Personally, I think we have a bigger problem on the PKI side, where Web PKI is very strong, but Internet PKI has been neglected. The recent move to remove client authentication is a good example.
> Now project that onto a TLS implementation that has to run on a Cortex M3 in some infrastructure device, little CPU, little RAM, no DNS, and the code gets updated when the hardware gets replaced after 10-20 years.
Also the OT world needs to accept that they can't have their cake and eat it too. If you need to be able to leave the same code running untouched for 10-20 years, you don't connect it to the internet. If you need it connected to the internet, you accept that it needs to be able to receive updates and potentially have those updates applied in a matter of days. Extremely strict external security controls can mitigate some of these situations but will never eliminate the need for there to be a rapid update process.

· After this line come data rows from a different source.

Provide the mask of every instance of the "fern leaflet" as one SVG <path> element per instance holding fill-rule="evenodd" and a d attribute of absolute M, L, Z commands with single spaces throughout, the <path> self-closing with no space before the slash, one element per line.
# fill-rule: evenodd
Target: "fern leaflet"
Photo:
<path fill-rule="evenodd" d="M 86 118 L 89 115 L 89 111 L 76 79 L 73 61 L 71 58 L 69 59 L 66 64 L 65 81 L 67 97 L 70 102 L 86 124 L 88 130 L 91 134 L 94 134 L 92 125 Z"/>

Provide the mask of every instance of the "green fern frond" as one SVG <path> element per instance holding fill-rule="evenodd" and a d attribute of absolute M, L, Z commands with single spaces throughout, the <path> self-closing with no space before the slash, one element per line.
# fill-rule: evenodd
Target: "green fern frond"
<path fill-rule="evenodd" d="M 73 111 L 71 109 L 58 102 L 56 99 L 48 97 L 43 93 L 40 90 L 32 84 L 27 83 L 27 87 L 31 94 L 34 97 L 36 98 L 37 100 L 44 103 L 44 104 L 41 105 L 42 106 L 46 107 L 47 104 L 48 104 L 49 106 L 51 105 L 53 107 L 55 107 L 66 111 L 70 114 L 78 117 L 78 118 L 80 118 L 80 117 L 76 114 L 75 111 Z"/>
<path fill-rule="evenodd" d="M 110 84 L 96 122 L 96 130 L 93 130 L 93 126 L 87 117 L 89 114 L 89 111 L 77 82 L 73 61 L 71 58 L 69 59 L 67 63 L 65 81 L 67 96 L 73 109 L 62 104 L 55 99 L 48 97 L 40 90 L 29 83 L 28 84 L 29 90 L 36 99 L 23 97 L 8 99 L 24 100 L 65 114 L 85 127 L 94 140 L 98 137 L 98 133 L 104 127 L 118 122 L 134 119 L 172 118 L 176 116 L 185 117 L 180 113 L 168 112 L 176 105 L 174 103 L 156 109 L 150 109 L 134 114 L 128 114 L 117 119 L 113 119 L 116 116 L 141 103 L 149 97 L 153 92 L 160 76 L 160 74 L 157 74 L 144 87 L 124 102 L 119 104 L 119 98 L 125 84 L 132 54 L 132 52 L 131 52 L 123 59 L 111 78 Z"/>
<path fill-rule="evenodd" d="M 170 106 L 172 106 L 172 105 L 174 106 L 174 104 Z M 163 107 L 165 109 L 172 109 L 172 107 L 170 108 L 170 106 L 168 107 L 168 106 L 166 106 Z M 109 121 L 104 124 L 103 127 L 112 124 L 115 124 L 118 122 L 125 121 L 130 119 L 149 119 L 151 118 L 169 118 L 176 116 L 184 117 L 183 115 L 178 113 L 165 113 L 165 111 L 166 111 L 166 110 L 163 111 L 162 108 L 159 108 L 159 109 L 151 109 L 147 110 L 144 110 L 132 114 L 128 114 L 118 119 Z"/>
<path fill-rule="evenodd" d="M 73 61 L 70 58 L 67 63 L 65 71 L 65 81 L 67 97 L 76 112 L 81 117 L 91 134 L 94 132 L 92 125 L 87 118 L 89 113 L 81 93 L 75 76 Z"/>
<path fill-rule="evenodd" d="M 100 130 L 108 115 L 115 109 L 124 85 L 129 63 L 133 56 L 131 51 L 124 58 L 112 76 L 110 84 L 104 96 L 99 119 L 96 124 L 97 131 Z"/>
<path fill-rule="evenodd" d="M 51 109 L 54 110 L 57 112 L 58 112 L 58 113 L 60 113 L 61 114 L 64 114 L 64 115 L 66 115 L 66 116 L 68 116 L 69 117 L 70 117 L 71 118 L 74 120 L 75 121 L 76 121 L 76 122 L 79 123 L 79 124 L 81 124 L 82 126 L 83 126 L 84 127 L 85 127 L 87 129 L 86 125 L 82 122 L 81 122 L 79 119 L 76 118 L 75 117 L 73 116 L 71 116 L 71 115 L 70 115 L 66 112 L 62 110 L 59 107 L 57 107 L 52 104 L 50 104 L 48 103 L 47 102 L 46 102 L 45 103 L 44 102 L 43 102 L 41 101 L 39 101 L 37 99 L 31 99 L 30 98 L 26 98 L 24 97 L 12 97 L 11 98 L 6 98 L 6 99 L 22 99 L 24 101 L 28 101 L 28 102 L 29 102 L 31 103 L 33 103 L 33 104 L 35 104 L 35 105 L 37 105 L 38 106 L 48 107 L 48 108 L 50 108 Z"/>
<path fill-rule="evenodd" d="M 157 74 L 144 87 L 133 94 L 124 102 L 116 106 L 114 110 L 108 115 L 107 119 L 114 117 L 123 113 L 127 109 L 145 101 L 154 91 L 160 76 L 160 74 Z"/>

Also the OT world needs to accept that they can't have their cake and eat it too. If you need to be able to leave the same code running untouched for 10-20 years, you don't connect it to the internet
Why on earth not? Just because most of the code that uses the web PKI is crap and needs constant patching doesn't mean there aren't developers writing code that isn't crap and that you can leave running for 10-20 years without any patching. Years ago someone who created a (at the time) widely-used security tool got asked why there hadn't been any updates in years, and whether it was abandonware. His response was "some people do things properly the first time".And before you say "even if the code is fine it's old crypto, it's insecure", when was the last time someone got pwned because they ran 25-year-old TLS 1.0?